Grannit moved to take a closer look at Mallory. He studied the angle of the wounds, visualizing him back at the checkpoint, trying to re-create the encounter.

He was behind you. You turned and he fired point-blank. He thought the first shot took you out. The second and third were afterthoughts, as you fell. Then he got distracted by the other men and assumed you were dead. He killed Private Ellis, while the second shooter took care of Anderson. Then he killed the second shooter, his own man.

Why?

Because he was hit. Private Anderson returned fire and shot him before he went down. Chest wound from an M1. Possibly fatal, but not right away. So our man didn’t want to take a chance and leave one of his own behind.
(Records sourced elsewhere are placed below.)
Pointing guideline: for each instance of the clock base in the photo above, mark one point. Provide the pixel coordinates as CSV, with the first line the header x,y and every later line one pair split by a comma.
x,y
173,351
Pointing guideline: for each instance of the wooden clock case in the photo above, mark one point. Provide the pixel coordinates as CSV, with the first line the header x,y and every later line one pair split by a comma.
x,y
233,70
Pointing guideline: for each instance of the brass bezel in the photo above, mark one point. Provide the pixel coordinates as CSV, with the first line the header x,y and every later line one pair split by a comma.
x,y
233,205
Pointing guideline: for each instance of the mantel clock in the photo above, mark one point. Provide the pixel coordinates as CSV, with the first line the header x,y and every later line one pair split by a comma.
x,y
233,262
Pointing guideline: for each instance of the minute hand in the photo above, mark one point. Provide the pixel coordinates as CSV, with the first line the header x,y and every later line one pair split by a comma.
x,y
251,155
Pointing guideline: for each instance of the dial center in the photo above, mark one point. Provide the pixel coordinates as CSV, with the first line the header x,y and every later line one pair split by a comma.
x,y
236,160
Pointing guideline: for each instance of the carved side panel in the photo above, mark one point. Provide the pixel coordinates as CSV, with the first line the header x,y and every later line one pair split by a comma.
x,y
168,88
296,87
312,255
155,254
Two head shots. No hesitation. Kills his own man. They toss his body next to the other vics, take all their tags, placing a big bet nobody would notice this stranger among them. Drive on to Elsenborn.
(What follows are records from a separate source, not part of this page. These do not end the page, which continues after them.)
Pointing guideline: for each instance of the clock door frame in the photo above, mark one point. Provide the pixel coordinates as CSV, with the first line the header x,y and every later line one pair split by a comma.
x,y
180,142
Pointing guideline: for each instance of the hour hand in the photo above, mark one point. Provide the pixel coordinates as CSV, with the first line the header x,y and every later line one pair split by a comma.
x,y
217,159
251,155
Two officers, one private driving the jeep. One lieutenant who does the talking, and probably the shooting. All the way from Twelfth Army, Bradley’s HQ in Luxembourg, almost a hundred miles south.
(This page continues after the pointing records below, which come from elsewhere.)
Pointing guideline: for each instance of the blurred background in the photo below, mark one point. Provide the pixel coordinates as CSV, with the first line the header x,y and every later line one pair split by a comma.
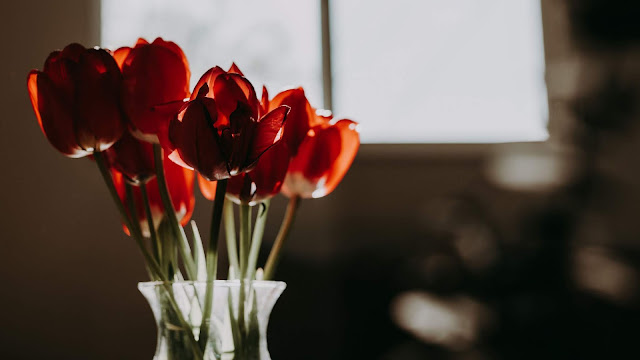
x,y
491,213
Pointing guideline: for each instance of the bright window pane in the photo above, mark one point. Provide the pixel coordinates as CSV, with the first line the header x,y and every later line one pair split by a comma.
x,y
275,42
440,70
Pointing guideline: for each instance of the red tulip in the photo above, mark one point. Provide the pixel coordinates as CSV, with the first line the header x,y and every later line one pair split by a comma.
x,y
76,98
301,118
322,150
264,181
180,184
221,132
133,158
155,75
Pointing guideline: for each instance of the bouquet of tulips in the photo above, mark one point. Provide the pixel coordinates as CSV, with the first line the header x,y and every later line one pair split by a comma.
x,y
131,112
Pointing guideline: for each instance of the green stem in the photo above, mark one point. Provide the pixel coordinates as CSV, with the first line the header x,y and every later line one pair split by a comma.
x,y
245,238
212,260
132,209
152,265
181,237
230,232
152,228
256,240
283,233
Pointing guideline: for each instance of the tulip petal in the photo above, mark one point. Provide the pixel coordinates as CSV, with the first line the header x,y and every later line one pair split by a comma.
x,y
231,89
267,131
133,158
196,139
207,78
54,114
120,55
153,74
300,119
264,102
207,188
323,159
234,69
98,122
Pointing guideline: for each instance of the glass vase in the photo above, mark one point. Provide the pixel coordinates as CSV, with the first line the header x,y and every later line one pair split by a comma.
x,y
234,328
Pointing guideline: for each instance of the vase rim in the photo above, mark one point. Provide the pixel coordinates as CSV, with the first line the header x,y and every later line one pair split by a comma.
x,y
218,283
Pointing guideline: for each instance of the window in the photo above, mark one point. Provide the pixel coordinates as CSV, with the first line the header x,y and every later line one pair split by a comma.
x,y
408,71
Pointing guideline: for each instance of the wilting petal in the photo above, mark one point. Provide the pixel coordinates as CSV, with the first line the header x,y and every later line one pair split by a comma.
x,y
120,55
180,183
234,69
196,139
54,114
207,188
266,132
231,89
207,78
300,119
133,158
264,102
99,121
153,74
323,159
173,47
264,181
So who treated Mallory’s wound before we got there?

Grannit shook his head to stay awake and rubbed a hand over his eyes, waves of fatigue washing through him. He’d been gunning for forty-eight hours straight; it was a sudden struggle to keep his thoughts on track.

Fuck it. The trail was cold. Now the Krauts launch this offensive. That tipped over the fucking applecart. No chance he’d ever get to the bottom of this now.

The idea burned a hole in him. He never let go of a case while he was on the job. Why should it be any different over here? Because life was cheaper? Did that make these murders any less important?

Vince Mallory lying there, hanging by a thread, his life shattered. Somebody did this to him. Find out who.

No excuse not to finish the job. He’d made that promise a long time ago, and backed it up ever since.

His mind kept working through the fatigue. Don’t let go. There’s more to this than you can see.

He needed coffee. He went to look for some.

Captain Hardy of the 291st Engineer Combat Battalion led his small convoy into Malmédy at 7:45 A.M. They found the tent complex of the 67th Evac Hospital on the outskirts of town. Bernie pulled up outside next to a line of ambulances. Hardy stopped his jeep alongside them and barked directions.

“Get your man squared away. Our rally point’s near the cathedral on the eastern approach.”

“We’ll be there,” said Von Leinsdorf, snapping a salute.

Hardy’s jeep pulled away. The medic helped Bernie guide Preuss down from the back of their Willys.

“We’ll get him inside,” said Bernie. “Thanks for your help.”

The medic swung onto the back of one of the convoy trucks as it drove off. Preuss stumbled and Von Leinsdorf grabbed his other arm. They propped him up between them, through the traffic congesting the front of the tent. Preuss moaned, half-conscious, in a morphine haze.

“What the hell do we do?” asked Bernie.

“We can’t leave him here,” said Von Leinsdorf. “For obvious reasons.”

Two nurses stationed at the entrance trotted out to help.

“Where’s he hit?” one of them asked.

“Right shoulder,” said Von Leinsdorf.

“Bring him this way.”

Holding Preuss between them, they followed the nurses into the tent, then set him down on a stretcher in a waiting area overflowing with wounded. A passing nurse kneeled down to take a look at Preuss just after he hit the canvas.

“He’s had first aid already,” said Dorothy Skogan.

“Medic gave us a hand on the way in,” said Von Leinsdorf. “What’s the procedure?”